I'm Planning a late winter build of an 2011 FC frame set but have not been able to find an F series to sit on to get a feel for sizing( probably due to the fork issue making them a bit scarce). I'm 6'1"ish and normally ride a 58cm but with the shorter HT of this frame I'm thinking I may have to step up a size. Any 2011 owners your input would be appreciated...or SuperDave? Thanks all


----------



## Superdave3T (May 11, 2009)

ronale said:


> I'm Planning a late winter build of an 2011 FC frame set but have not been able to find an F series to sit on to get a feel for sizing( probably due to the fork issue making them a bit scarce). I'm 6'1"ish and normally ride a 58cm but with the shorter HT of this frame I'm thinking I may have to step up a size. Any 2011 owners your input would be appreciated...or SuperDave? Thanks all


Fitting you over the internel is a bit like trying to give you a haircut over the phone.

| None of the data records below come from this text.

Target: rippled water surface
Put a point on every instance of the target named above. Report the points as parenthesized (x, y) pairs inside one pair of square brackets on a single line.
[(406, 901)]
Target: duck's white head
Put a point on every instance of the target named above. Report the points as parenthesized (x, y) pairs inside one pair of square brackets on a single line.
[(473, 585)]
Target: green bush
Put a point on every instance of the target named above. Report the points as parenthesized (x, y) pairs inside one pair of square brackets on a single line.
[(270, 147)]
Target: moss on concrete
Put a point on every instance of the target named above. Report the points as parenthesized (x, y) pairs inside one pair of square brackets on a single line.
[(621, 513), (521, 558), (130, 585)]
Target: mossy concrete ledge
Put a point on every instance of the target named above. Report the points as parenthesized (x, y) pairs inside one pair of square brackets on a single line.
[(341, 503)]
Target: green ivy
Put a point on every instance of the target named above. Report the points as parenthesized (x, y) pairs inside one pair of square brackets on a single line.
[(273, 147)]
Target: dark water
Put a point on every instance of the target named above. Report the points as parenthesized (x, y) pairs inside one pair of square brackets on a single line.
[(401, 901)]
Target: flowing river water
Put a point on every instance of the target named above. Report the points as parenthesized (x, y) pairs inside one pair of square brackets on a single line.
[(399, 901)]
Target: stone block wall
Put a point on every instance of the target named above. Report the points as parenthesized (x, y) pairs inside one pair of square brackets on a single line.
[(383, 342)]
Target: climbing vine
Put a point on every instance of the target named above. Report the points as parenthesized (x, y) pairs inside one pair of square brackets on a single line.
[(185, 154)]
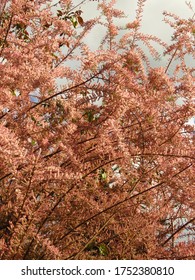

at 6'1" you may fit a 58cm. If you are concerned with head tube height, you may consider a different stem, or perhaps look at the Z-series with a 3cm taller head tube or the AR which is in between the two.. It is possible the F-series frames do not fit you.

Your height has very little to do with your required head tube height. Your flexibility and experience have more to do with your posture and the required head tube height for your ideal fit. All carbon F-series bikes share the same geometry. The aluminum F-series have a 1cm taller head tube and slightly different chainstay length depending on size. These can also be a good guage if you want to try out a bike for fit. There are 10,000s of aluminum F-series bikes that would be suitable to judge your fit with.

-SD


----------



## terbennett (Apr 1, 2006)

ronale said:


> I'm Planning a late winter build of an 2011 FC frame set but have not been able to find an F series to sit on to get a feel for sizing( probably due to the fork issue making them a bit scarce). I'm 6'1"ish and normally ride a 58cm but with the shorter HT of this frame I'm thinking I may have to step up a size. Any 2011 owners your input would be appreciated...or SuperDave? Thanks all


I'm 6'3 and ride a 58 cm Felt F1 Sprint and FA. The 60 cm that I normal ride seemed a little too big for me on the Felt. I could've gone down to a 100 cm stem and some seat adjustment, but I couldn't bring myself to do that. F-Series in genreal aren't easy to find on the floor at bike shops from what I've seen. If the aluminum models are as plentiful as SuperDave claims, I haven't seen more than one on any bike shop's floor that I've been to and none in a 58 cm size. Typical Felt. Too popular for their own good.


----------



## ronale (Jul 7, 2009)

Yeah having difficulty finding either to sit on. Thanks for the input......my search will continue.


----------



## Superdave3T (May 11, 2009)

ronale said:


> Yeah having difficulty finding either to sit on. Thanks for the input......my search will continue.


Where are you located?


----------